If that makes a difference for overall peformance, you might want to rewrite the loop to actually take advantage of multi-threading, but I would test that first.

you can also (with a single core), use:

using LoopVectorization

and change that loop to:

    @avx for i in 2:(Npts-1)
        du[i,2] = u[i,1]
        du[i,1] = (-k*u[i,2]) + ((u[(i+1),2]-(2*u[i,2])+u[(i-1),2])/(DX^2))
    end

that provides some additional speedup.

But those things will only make any difference if the computation of that loop is important for the overall performance, which I am not sure (I could not run your example).

1 Like

The bottleneck is very likely the computation of the jacobian. Also, you can pass options to CVODE_BDF like dense, banded if I recall

2 Likes

The simplest thing to try is CVODE_BDF(linear_solver=:GMRES) which would be matrix-free. Without a preconditioner :man_shrugging: you might get a speedup you might not, but it’s at least easy to check.

1 Like

Hi again folks, I have implemented some of these changes, and the results are of the “impossibly too good to be true” variety.

For my real (very large) program, solving the coupled ODE system originally took over 3 days… using Rodas5(), the whole program with everything took over 82 hours!

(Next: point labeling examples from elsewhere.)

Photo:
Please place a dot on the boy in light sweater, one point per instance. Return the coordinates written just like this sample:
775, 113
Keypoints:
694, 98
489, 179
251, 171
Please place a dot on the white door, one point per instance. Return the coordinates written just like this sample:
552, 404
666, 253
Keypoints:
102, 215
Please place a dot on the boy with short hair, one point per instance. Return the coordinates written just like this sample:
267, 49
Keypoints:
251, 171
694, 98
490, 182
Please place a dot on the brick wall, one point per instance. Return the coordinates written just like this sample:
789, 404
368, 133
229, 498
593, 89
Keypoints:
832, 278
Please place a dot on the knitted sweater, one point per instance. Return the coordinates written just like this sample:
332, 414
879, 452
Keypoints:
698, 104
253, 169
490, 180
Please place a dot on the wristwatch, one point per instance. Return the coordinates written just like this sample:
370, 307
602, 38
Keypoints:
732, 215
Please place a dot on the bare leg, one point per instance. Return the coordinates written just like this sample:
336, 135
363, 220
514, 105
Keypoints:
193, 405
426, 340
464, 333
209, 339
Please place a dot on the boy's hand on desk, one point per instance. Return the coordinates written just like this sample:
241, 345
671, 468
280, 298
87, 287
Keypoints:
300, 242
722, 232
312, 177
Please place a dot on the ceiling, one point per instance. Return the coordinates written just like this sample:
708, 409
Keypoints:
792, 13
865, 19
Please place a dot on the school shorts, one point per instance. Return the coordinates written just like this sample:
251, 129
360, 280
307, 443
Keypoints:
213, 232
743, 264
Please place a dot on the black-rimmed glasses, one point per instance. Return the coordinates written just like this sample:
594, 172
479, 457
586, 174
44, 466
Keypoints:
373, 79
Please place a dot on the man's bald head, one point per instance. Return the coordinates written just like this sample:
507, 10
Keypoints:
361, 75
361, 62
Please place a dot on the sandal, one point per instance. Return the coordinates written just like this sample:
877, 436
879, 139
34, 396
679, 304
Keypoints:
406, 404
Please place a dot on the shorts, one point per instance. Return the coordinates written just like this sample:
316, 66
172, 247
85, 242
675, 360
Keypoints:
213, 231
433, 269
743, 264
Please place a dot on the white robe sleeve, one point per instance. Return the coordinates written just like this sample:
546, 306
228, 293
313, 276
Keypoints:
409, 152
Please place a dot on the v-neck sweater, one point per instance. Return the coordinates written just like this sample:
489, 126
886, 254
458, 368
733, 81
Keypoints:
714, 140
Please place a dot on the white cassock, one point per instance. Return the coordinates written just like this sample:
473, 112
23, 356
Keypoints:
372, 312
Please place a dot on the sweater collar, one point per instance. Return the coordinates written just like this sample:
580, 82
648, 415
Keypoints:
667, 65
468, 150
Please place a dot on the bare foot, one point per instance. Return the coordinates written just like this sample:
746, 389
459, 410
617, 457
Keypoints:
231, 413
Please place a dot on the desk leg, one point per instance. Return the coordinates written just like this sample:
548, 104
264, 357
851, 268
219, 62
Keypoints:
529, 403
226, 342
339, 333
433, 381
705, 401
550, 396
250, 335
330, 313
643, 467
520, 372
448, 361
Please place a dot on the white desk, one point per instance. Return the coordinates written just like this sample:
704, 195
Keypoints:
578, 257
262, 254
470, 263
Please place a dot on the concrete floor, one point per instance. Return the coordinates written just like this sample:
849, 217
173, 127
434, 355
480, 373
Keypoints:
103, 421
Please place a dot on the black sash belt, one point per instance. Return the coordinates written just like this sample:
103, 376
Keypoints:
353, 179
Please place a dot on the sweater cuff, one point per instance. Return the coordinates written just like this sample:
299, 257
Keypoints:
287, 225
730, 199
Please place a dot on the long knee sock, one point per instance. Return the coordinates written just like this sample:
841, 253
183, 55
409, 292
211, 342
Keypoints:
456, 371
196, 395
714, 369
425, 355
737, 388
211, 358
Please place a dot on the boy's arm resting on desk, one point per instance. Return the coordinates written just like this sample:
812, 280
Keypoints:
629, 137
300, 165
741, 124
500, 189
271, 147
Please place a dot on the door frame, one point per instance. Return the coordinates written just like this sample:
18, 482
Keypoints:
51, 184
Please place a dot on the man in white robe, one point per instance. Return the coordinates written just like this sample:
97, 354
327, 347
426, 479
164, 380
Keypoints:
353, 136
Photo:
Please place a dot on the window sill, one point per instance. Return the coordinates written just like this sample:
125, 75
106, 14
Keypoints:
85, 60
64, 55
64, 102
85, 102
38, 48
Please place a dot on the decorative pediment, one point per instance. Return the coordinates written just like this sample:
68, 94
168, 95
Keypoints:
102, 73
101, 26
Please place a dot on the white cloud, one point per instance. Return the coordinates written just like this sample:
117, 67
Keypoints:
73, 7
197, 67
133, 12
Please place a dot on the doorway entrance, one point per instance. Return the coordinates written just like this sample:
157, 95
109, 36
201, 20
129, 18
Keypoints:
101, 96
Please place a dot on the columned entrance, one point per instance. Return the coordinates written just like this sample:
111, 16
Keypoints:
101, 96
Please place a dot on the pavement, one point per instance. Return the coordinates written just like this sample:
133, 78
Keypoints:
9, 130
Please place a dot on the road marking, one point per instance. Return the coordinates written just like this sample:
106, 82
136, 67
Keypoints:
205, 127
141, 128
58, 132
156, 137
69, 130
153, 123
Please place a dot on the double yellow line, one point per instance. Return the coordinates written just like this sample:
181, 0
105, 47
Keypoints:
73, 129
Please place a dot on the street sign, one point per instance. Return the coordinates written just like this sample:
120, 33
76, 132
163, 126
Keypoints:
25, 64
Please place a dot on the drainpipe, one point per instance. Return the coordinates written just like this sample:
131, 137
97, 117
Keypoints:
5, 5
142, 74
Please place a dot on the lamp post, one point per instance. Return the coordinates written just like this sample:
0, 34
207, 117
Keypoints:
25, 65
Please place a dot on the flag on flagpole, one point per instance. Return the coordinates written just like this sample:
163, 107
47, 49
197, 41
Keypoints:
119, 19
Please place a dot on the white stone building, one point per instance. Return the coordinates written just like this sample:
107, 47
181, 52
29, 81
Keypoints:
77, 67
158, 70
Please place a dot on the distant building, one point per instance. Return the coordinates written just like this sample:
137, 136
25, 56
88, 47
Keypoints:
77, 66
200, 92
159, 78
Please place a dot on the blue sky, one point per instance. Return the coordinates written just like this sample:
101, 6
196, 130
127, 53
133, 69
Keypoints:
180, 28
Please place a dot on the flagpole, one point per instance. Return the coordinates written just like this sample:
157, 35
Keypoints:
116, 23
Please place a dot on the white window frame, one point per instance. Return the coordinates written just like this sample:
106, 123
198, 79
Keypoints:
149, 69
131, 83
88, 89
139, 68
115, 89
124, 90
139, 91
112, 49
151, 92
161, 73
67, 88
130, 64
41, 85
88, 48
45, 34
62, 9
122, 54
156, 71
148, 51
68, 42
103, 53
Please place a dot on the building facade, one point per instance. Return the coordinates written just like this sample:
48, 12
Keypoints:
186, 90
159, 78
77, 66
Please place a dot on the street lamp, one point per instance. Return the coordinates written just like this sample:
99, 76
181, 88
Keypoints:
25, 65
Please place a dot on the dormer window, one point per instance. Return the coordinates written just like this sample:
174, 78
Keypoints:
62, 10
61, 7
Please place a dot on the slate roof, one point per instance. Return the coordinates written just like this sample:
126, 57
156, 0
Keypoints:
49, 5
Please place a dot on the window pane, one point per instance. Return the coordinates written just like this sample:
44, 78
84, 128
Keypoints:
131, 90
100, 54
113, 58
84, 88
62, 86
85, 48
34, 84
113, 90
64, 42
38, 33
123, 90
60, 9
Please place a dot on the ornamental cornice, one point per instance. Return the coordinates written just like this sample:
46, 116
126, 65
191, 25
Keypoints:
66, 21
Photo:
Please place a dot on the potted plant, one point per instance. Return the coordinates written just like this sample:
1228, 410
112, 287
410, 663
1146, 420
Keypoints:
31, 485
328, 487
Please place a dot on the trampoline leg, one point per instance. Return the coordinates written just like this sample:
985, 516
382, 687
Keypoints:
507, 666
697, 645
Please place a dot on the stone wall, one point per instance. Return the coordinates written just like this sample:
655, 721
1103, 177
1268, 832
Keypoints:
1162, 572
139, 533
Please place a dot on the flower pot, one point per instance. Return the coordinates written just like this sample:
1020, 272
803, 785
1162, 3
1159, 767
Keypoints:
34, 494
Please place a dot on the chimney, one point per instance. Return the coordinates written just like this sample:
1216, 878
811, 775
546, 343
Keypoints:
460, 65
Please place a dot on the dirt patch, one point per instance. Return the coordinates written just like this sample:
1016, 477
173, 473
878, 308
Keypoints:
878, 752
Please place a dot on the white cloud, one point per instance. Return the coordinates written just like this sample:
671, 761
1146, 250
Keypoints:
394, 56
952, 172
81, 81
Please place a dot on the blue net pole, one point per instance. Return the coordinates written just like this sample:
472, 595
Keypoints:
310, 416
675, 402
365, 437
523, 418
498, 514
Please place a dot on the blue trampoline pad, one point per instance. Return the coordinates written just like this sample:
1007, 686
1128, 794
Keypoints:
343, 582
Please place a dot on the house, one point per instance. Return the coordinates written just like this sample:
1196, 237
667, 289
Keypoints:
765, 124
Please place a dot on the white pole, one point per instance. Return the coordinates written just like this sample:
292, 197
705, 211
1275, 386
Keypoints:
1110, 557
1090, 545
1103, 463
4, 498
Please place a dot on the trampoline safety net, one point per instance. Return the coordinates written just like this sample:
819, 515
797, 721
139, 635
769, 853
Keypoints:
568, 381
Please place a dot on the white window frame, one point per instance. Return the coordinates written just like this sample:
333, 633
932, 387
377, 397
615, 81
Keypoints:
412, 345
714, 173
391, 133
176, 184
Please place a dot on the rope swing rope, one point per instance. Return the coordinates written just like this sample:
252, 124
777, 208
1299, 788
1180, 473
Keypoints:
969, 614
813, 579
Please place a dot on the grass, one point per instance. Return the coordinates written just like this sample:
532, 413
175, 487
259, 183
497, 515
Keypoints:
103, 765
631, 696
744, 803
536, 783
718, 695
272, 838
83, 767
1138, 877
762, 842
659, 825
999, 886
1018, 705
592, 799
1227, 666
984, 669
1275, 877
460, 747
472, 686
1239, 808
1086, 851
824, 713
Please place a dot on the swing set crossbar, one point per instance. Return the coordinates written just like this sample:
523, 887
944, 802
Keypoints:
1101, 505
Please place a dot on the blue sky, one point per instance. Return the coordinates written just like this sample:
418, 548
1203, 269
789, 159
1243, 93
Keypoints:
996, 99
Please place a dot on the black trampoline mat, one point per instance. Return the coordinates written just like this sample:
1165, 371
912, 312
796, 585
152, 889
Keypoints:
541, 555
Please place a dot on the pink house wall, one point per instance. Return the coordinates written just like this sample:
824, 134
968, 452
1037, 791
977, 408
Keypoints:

Using CVODE_BDF() the program took only 2.5 hours (148 minutes).

Then, using CVODE_BDF(linear_solver=:GMRES) took less than 1 hour (51 minutes), and most of that time wasn’t even doing ODE solving!

I was enormously skeptical about this impossible amount of speedup, so I compared the ODE solutions… and the biggest difference in any value between the different solvers was less than 3E-10.

The solver doesn’t even seem to scale with the number of pixels anymore! Running my simpler program shown above with CVODE_BDF(linear_solver=:GMRES) – noting that it must include the corrected line, "maxiters = Int(1e7)", to run successfully – going from Npix = 801 to 1601 to 3201 only increased the DifferentialEquations.solve command runtime from 4.87 to 5.87 to 6.52 seconds!

I’m not sure how any of this is possible, but I’m glad it is! Thanks for all of your suggestions… I’m still implementing more of them as necessary…

1 Like